Pollock tuvo detractores y muy buenos exégetas que interpretaron los enmarañados itinerarios de sus líneas como si para ello hubieran entrado en la gruta sulfurosa de Cumas para consultar a la Sibila. No hay duda de que algunos de estos críticos han resultado ser frente a sus obras de todas formas bastante sibilinos. Henry Mc Bride, por ejemplo, después de la famosa exposición de este artista en 1949, que saludó con palabras como éstas: “Las salpicaduras son hermosas y están organizadas y por ello el resultado me gusta”, cuando anteriormente había dejado escrito algo así: “...como si la pintura hubiera sido lanzada contra el lienzo desde lejos y no toda ella hubiese aterrizado felizmente”. Otras contradicciones, otras mezclas de visiones distintas que se entrecruzan como la urdimbre de sus creaciones.
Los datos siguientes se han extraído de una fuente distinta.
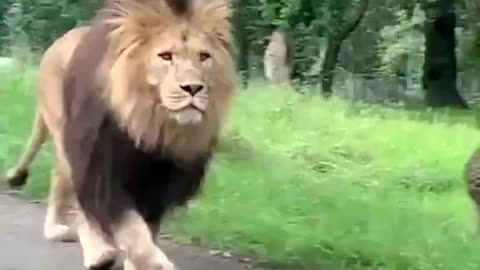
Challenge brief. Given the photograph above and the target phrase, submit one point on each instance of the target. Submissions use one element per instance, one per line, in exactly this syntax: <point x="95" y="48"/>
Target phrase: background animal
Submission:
<point x="276" y="58"/>
<point x="472" y="179"/>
Lo miro desde la óptica de Namuth, cuando lo retrata en actitud de entrega, inclinado o fundido con sus cuadros de grandes dimensiones, o lo veo reclinado en su viejo Ford o perdido en las fiestas balbuceadoras como sus goteos, y escucho sus palabras embriagadas: “Yo no soy un farsante, yo no soy un farsante”. Y pienso que hacen falta muestras de este tipo con artistas atormentados y valientes como Pollock, motivo central e inexcusable, que animen este mustio collado donde casi todo parece intercambiable como los cromos, salvo excepciones honrosas que en las cavernas o en el subsuelo indiferente siguen creyendo en lo que crean con voluntad, firmeza y vocación, dignas de apoyo y admiración; dignas de amor, dignas de elogio.